Don’t buy too many green bananas

Yesterday I finished up with the book I’ve been editing for Delores Warner.  She’s written a memoir about the 18 months she spent taking care of her husband, Vern, after he was diagnosed with ALS (Lou Gehrig’s Disease).  It’s her first book, but she’s doing everything right.  She has shown it to some of the people who walked through that journey with her and gotten statements to put on the back of the book.  Her sister-in-law, Ann Warner, has written an introduction to her book.  She’s got photos she can add when the book is printed.  She has a dedication to her children and grandchildren, and an acknowledgements page.  And now her book has been edited.

The book is entitled Don’t Buy Too Many Green Bananas because that was what her son said to her when she was shopping for socks for her husband while he was failing.  Throughout the book, there is a sense that the whole thing is moving inexorably towards her husband’s death, and yet there are touches of humor and lots of support from family and friends.   Delores does a good job of explaining what helped and what didn’t work very well through her own trial and error.  She includes a list of ideas and resources for caregivers at the end of the book.

Delores has promised to keep me posted on the progress she makes toward getting her book published.  I know there will be readers of this blog that will be interested in knowing the process, and there will be some who want to read the book when it comes out.  I’ll keep you posted.

 

2 thoughts on “Don’t buy too many green bananas

  1. Denise, thank you for your comments regarding my book. My next step is getting it formatted, and then finding a publisher that would be interested in publishing the book. Or I may self-publish if I have to. I never dreamed I’d write a book, but felt an urgency to get this book out so others would know what it is like caregiving a terminal patient, and help them to have some of the knowledge we discovered by trial and error, so they didn’t have to go through the error part. Thank you for your wonderful editing job, and your support.
    Delores

  2. Denise, I’ve known Delores Warner and her family for many years. I was deeply privileged to stand by during her long ordeal as well as the writing of this book — and I’m as excited about its progress as I would be about a book of my own. Thank you for making the copy editing experience a good one for her.

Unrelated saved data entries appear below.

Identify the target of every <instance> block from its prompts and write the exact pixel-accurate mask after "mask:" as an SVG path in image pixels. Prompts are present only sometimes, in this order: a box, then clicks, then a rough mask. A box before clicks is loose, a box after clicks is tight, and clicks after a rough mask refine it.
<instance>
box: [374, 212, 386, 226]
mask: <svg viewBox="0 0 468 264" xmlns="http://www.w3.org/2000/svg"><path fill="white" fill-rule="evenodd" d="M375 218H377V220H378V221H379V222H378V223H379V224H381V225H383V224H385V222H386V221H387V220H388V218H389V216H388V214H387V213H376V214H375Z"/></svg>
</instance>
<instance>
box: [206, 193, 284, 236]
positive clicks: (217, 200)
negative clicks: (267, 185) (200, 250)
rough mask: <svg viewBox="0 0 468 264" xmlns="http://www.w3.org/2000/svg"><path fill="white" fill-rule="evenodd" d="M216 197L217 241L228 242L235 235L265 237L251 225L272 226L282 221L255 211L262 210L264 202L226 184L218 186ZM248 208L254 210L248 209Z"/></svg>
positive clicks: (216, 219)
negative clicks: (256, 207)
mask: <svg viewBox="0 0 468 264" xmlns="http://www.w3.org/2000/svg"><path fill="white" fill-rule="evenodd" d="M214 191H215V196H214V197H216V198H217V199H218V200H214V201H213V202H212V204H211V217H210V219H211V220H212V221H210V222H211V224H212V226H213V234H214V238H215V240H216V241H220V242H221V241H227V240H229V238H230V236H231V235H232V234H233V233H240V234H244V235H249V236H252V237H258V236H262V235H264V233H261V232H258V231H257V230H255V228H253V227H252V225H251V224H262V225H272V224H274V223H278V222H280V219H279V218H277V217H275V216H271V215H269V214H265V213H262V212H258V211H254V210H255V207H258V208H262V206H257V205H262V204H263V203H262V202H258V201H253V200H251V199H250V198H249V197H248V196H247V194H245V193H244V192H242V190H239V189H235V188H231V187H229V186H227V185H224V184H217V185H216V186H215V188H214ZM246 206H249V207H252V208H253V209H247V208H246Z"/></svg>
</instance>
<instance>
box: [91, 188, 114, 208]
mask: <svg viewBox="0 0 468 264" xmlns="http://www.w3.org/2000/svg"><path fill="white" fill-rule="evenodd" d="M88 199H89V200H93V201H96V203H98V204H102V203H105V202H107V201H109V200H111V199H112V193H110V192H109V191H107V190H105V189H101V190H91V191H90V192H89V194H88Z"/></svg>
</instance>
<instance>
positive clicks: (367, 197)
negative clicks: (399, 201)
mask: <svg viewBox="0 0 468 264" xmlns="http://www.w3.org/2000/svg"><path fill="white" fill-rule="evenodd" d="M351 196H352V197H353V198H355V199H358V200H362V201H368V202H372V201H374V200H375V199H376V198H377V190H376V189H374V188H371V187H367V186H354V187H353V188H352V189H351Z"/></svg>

    What struck me most about Delores’s book? Its generosity of spirit. Vern wasn’t an easy husband even at the best of times — but he truly was a generous friend and neighbor, and a wonderful father to the three Warner children. Delores never once suggests he was anything less than an excellent parent, a concerned neighbor, a supportive friend to others. Nor does she allow the deep pain of a less than perfect marriage infect the quality of her caregiving.

    Her accounts of the essential support of family, friends, neighbors, and even chance acquaintances, is most encouraging. We tend to think of Americans as eager benefactors of those who suffer tragedy in far places, but not terribly interested in the fortunes of our nearest neighbors, but in Don’t Buy Too Many Green Bananas, we are reminded of the genuine care and kindness of those close to home — and the great value of being ourselves kindly neighbors.

    That Delores has been able to write this book so soon after Vern’s death is nothing short of amazing. That she has done for the benefit of others, despite her own health issues is inspiring indeed..

    ALS — Lou Gehrig’s Disease — is among the most frightening of human maladies. The patient gradually loses mobility, and eventually even the ability to breathe, but does not lose consciousness. This results in what is termed “locked-in syndrome.” I understand it’s not entirely unlike being buried alive. No wonder a person so afflicted might be angry, lash out at least verbally. No wonder a caregiver might occasionally grit her teeth, retire to the bathroom for a good cry.

    God willing, none of us — or anyone we love — will fall victim to ALS; but if we or they do, we’ll have Delores’s book as a road map. Thank you, Denise, for helping to make that possible.